Оскар быстро подошел к ней, и его голос понизился до гневного шепота:
— Цецилия, будь благоразумна! Ты ведешь себя, как сумасшедшая. Что с тобой? Ты стала совсем другой с сегодняшнего утра.
— Да, с сегодняшнего утра! — страстно повторила она. — Сегодня я проснулась. О, какое это было горькое пробуждение! Не уклоняйся от объяснений! Ты сказал мне, что наше состояние погибло, а я была до такой степени глупа, что даже не спросила, за какой счет мы, несмотря на это, жили на широкую ногу. Когда оно погибло? Каким образом? Я хочу знать!
Вильденроде мрачно смотрел на сестру; повелительный тон в ее устах был для него так же нов, как и все ее поведение.
— Ты хочешь знать, когда погибло наше состояние? — угрюмо спросил он. — Тогда же, когда произошел крах в нашей семье и отец наложил на себя руки.
— Наш отец? Он умер не от удара?
— Так сказано было свету, соседям и тебе, восьмилетнему ребенку, я же знаю, в чем дело.

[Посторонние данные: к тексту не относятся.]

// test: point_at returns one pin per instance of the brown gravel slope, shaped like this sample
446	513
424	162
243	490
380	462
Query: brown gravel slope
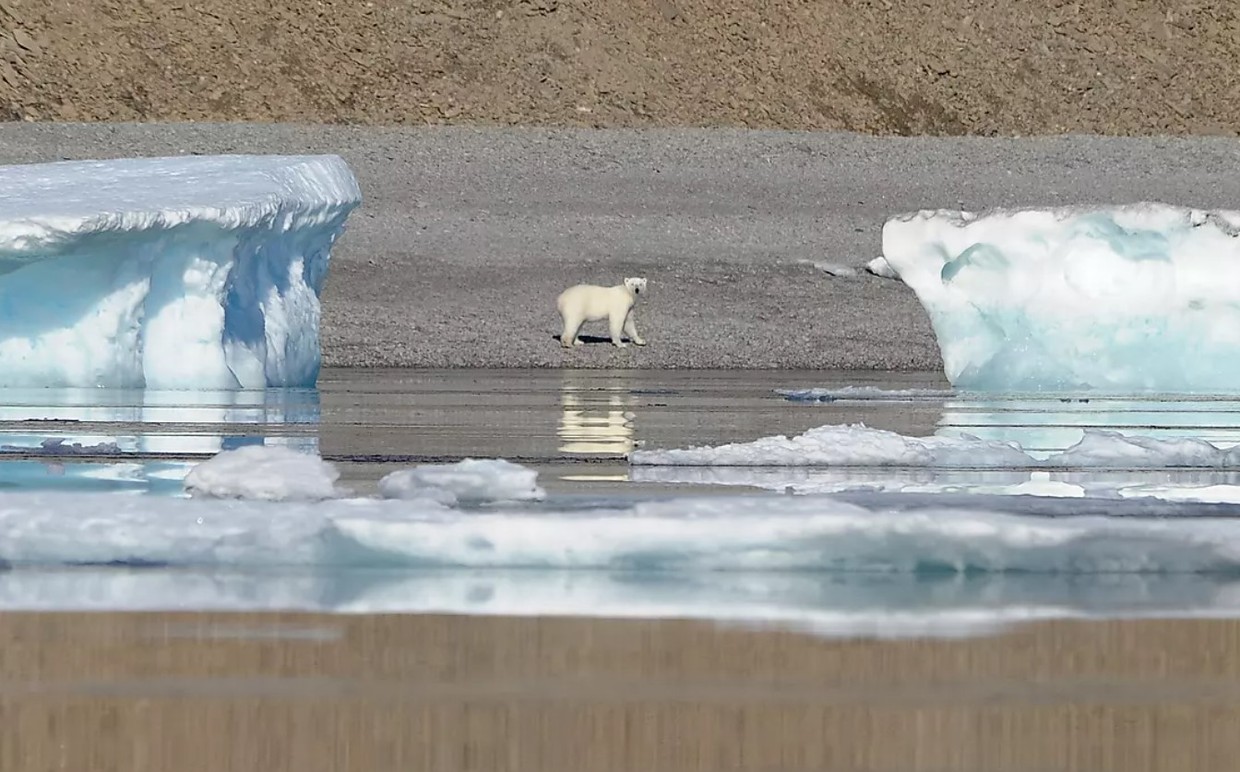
874	66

Наши имения были заложены, разорение было только вопросом времени, а когда оно действительно пришло, двенадцать лет тому назад, отец схватил пистолет и… оставил нас нищими.
Как ни бессердечны были эти слова, в них слышалась глухая боль.
Цецилия не вскрикнула, не заплакала, ее слезы вдруг будто иссякли; она тихо, почти беззвучно спросила:
— А потом?
— Потом честь нашего имени была спасена личным вмешательством короля; он купил наши имения и удовлетворил кредиторов. Твоей матери была назначена пенсия; она стала получать милостыню там, где была прежде госпожой, а я… я уехал искать счастья по свету.
Наступила минутная пауза. Цецилия опустилась в кресло и закрыла лицо руками.
— Для тебя это тяжелый удар, я верю, — продолжал барон, — но для меня это было еще более тяжелым ударом. Я не имел ни малейшего подозрения о том, что наши дела в таком состоянии, и вдруг разом лишиться богатства, блестящего положения в свете, прекрасной карьеры и заглянуть прямо в глаза бедности и нищете! Ты не знаешь, что это значит. Мне предлагали различные места в почтовом и морском ведомствах в какой-то отдаленной провинции; мне, человеку с пылким честолюбием, мечтавшему о самых высоких целях, предлагали нищенское жалованье и службу, на которой гибнут и нравственно, и физически в борьбе за жалкий кусок хлеба! Я не способен на такую жизнь. Я бросил все и уехал из Германии для того, чтобы продажа имений и моя отставка хоть казались добровольными.